ADAPTED: Serrations in the ovipositor tip enriched with zinc are used to cut through the hard fig skin. Photo: Lakshminath Kundanati
Parasitic fig wasps of the genus Apocrypta lay their eggs inside unripe fruits of fig plants. Larvae that emerge from eggs of parasitic fig wasps feed on larvae of another species — the pollinating fig wasps. So, to ensure best nutrition and survival for its own eggs, a parasitic wasp female lays them near larvae of pollinating wasps already developing in the fig fruit.
To lay eggs inside, parasitic wasp females have to dig through the hard and woody skin of unripe figs several times in their lifespan. Evolution has gifted them with a long, flexible and slender egg-laying organ called the ovipositor, which they use to manage this feat. But there is more to an ovipositor that gives the wasps an edge. Using scanning electron and atomic force microscopes, researchers from the Indian Institute of Science (IISc) Bangalore, have found that the ovipositor has a zinc-enriched tip that’s serrated like a knife blade or a scissor.
Researcher and lead author of the work Namrata Gundiah says, “The wasps do not want the ovipositor tip to get worn out when it cuts through the fig substrate several times. To be able to do that the tip must be very hard. We found that the tip has a high amount of zinc and hypothesize that the presence of zinc increases its hardness.” Serrations enriched with zinc are used to cut through and remove fig material, she explains.
Dr. Gundiah and her co-worker compared the ovipositor of parasitic wasps with that of pollinating wasps – the species they parasitize. They found the serrated ovipositor tip of parasitic wasps to be almost thrice as hard as the ovipositor of pollinating wasps.
The ovipositor is not only softer but also shorter in pollinating wasps. Its tip is smooth with a “spoon-like structure,” they discovered, possibly because a pollinating wasp female need not repeatedly dig through unripe figs like its parasitic counterpart. It deposits eggs on flowers inside a fig through a natural cavity, called ostiole, which closes once eggs are laid. In the process the female loses her wings and dies, but pollinates the flowers with pollen she carried from the fig she grew up in.
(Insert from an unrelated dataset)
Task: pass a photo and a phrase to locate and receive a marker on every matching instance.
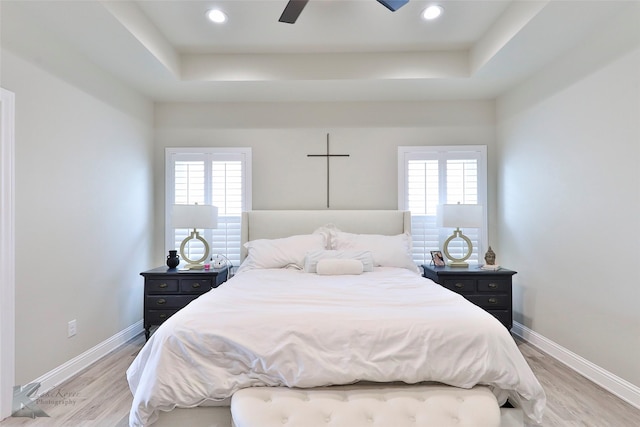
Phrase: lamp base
(458, 264)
“We saw a spoon-like morphology in the pollinating wasp, which needs to lay eggs on a very soft substrate – the flower. In contrast, the parasitic wasp has a hard drill-bit like tip in its extremely long and thin ovipositor,” she said.
In addition, the ovipositor tip of the two wasp species differs in the receptors they have. The thickness of the ovipositor tip is about 14 micro metres in a parasitic wasp and 9.5 micro metres in a pollinating wasp.
These structural and functional adaptations in ovipositors of parasitic and pollinating wasps have evolved in response to the different challenges they face while laying eggs, the researchers report in a paper published today (May 29) in The Journal of Experimental Biology.